Fourth Quarter Results

As previously anticipated and referenced in its December 19 press release, Leggett & Platt reported a fourth quarter loss of $213 million, or $1.21 per diluted share. These results include: i) non-cash, divestiture-related goodwill and asset impairment charges of $132 million (pre-tax), or $.65 per share, ii) non-cash goodwill impairment charges in the Fixture & Display business of $143 million, or $.69 per share, and iii) restructuring-related charges (largely non-cash) of $27 million, or $.12 per share. Fourth quarter 2006 earnings per share were $.38, including $.08 per share from discontinued operations and non-recurring benefits. The reduction in fourth quarter earnings from continuing operations (excluding non-recurring items) is primarily due to lower sales in U.S. residential-related businesses, increased medical and energy costs, and currency impacts.

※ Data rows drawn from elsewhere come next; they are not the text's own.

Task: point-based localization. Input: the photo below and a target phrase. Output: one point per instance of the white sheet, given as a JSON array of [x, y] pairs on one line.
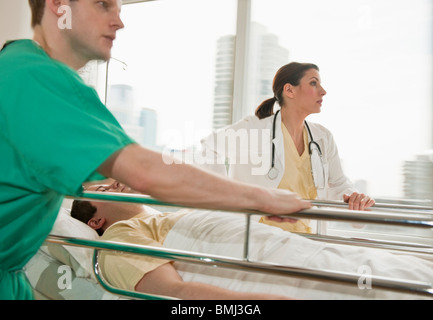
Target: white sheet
[[223, 234]]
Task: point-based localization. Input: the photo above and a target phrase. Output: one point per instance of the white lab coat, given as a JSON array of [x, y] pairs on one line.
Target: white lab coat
[[249, 159]]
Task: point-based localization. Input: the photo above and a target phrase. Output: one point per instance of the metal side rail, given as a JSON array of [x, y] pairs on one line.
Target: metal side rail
[[387, 206], [387, 283]]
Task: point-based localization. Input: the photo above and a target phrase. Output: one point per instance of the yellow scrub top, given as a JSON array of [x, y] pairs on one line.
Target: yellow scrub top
[[297, 178]]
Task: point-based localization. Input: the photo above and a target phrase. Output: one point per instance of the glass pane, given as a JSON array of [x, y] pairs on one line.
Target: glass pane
[[162, 76], [375, 60]]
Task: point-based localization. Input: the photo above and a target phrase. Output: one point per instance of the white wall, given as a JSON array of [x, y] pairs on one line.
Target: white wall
[[15, 19]]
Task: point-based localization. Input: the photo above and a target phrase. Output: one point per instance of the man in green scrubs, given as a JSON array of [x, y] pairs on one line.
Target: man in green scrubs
[[55, 134]]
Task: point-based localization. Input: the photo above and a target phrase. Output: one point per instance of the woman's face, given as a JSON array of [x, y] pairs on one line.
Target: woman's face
[[308, 95]]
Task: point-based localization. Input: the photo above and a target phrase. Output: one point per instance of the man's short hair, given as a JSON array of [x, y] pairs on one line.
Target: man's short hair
[[37, 7], [83, 210]]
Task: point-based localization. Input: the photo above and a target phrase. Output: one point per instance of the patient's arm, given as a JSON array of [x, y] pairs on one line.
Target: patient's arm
[[167, 282], [145, 171]]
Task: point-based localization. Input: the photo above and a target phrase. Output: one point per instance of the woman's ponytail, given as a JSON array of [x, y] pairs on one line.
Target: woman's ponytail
[[266, 108]]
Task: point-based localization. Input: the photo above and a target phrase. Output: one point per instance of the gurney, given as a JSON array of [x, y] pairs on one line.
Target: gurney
[[415, 217]]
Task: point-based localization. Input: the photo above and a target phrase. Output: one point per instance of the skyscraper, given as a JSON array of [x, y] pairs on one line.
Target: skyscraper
[[265, 57]]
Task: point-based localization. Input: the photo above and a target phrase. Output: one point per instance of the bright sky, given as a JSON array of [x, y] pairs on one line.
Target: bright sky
[[374, 56]]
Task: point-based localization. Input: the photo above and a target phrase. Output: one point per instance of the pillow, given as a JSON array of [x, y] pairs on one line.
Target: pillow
[[46, 277], [80, 259]]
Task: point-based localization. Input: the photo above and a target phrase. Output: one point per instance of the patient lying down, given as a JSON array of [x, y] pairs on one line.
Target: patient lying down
[[221, 233]]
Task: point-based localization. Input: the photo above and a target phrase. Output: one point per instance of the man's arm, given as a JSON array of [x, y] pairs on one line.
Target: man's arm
[[183, 184], [165, 281]]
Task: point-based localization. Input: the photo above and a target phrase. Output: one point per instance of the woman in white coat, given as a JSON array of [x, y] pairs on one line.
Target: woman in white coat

Fourth quarter sales from continuing operations were $1.05 billion, 1% higher than last year’s sales (from continuing operations) of $1.04 billion. Acquisitions (net of small divestitures) contributed 2% to revenue in the quarter, and more than offset a 1% decline in same location sales.

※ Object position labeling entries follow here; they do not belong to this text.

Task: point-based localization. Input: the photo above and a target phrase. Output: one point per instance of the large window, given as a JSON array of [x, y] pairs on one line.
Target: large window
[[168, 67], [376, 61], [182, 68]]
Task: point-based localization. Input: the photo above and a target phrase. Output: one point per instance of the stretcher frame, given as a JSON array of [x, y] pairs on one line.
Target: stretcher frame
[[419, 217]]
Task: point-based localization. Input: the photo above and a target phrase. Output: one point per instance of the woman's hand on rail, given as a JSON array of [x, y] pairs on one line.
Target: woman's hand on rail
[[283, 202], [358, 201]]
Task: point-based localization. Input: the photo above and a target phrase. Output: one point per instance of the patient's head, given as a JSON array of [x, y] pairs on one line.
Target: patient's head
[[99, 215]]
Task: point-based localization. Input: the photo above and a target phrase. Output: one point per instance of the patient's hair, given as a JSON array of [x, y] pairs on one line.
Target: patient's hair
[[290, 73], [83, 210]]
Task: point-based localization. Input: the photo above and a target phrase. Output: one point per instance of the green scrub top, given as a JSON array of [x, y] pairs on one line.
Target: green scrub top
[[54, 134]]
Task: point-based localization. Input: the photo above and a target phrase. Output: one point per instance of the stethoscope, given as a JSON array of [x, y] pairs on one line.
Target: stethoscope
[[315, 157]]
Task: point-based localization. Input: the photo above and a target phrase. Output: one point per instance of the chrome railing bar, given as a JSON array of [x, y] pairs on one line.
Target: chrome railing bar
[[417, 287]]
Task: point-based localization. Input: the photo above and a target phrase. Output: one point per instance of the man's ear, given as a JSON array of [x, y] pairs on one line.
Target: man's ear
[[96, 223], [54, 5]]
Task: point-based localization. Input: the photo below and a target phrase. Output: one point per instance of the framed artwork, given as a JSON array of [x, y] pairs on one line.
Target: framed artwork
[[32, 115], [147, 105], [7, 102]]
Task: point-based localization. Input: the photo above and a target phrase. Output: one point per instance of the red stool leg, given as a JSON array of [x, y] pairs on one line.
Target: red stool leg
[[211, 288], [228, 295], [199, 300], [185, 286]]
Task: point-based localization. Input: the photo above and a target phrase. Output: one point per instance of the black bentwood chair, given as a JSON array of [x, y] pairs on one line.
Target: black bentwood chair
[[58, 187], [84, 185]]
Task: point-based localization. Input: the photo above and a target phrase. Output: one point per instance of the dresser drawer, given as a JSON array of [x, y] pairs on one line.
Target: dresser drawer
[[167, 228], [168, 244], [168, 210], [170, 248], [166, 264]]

The company anticipates divesting several businesses in 2008, and has reflected the following as discontinued operations in its financial statements: the Aluminum Products segment; Prime Foam (divested in March 2007), Fibers, and Wood Products, all previously included in the Residential Furnishings segment; Storage Products and Plastics, formerly a part of the Commercial Fixturing & Components segment; and the dealer portion of Commercial Vehicle Products, previously in the Specialized Products segment.

Full Year Results

Sales from continuing operations decreased 1% in 2007, to $4.31 billion (from $4.33 billion in 2006). Acquisitions (net of small divestitures) added $92 million, or 2%, but were offset by a 3% reduction in same location sales. The company experienced soft demand throughout 2007 in the U.S. home-related and retail markets that it serves, but these declines were partially offset by strength in international markets and the non-dealer portion of the domestic Commercial Vehicle Products business.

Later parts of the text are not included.